US 11,954,114 B2
Systems and methods for improved blockchain data indexing by decoupling compute and storage layers
Jie Zhang, Oakland, CA (US); Zhicong Liang, Oakland, CA (US); Yaohua Yang, Oakland, CA (US); David Lai, Oakland, CA (US); Chaoqing Lu, Oakland, CA (US); Jinghan Xu, Oakland, CA (US); and Xu Meng, Oakland, CA (US)
Assigned to Coinbase, Inc., Oakland, CA (US)
Filed by Coinbase, Inc., Oakland, CA (US)
Filed on Jun. 30, 2022, as Appl. No. 17/810,040.
Prior Publication US 2024/0004894 A1, Jan. 4, 2024
Int. Cl. G06F 16/25 (2019.01); G06F 16/178 (2019.01); G06F 16/27 (2019.01)

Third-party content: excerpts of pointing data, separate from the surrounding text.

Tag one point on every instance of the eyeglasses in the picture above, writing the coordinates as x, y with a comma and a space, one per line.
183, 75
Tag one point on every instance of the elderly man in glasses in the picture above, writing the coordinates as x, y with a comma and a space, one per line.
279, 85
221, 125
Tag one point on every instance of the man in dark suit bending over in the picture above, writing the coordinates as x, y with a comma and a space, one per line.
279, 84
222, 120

CPC G06F 16/258 (2019.01) [G06F 16/1794 (2019.01); G06F 16/27 (2019.01); G06F 16/273 (2019.01); G06F 16/275 (2019.01); G06F 16/278 (2019.01)] 20 Claims
OG exemplary drawing
 
1. A system for improved blockchain data indexing by decoupling compute and storage layers, the system comprising:
a multi-layer data platform for indexing on-chain data, the multi-layer data platform comprising one or more processors and non-transitory computer-readable media storing instructions that, when executed by the one or more processors, cause operations comprising;
populating a first dataset, wherein the first dataset is populated based on:
receiving first on-chain data from a blockchain node of a blockchain network, wherein the first on-chain data comprises hexadecimal encoded data from a first block of the blockchain network;
transforming the first on-chain data to a first format, and wherein the first format comprises data types with field names identified by a respective integer;
storing the first on-chain data, in the first dataset at a blockchain-interface layer, wherein the first dataset comprises the hexadecimal encoded data, and wherein the first dataset uses the first format; and
retrieving a first compute engine, wherein the first compute engine comprises a first workflow architecture, wherein the first workflow architecture comprises a first threshold for workflow throughout and a first threshold for a number of workflows;
populating a second dataset, wherein the second dataset is populated based on:
transforming the first on-chain data in the first format to a second format, wherein the second format comprises a columnar oriented format;
storing the first on-chain data, in the second dataset at a data lakehouse layer, wherein the second dataset comprises the first on-chain data and second on-chain data in the second format, and wherein the second on-chain data is from a second block on the blockchain network; and
retrieving a second compute engine, wherein the second compute engine comprises a second workflow architecture, wherein the second workflow architecture comprises a second threshold for workflow throughout and a second threshold for the number of workflows, wherein the second threshold for workflow throughput is higher than the first threshold for workflow throughput, and wherein the second threshold for the number of workflows is lower than the first threshold for the number of workflows; and
populating a third dataset, wherein the third dataset is populated based on:
transforming the first on-chain data and the second on-chain data to a third format, wherein the third format is selected based on an application;
storing the first on-chain data and the second on-chain data, in the third dataset at an application service layer; and
retrieving a third compute engine, wherein the third compute engine comprises the second workflow architecture.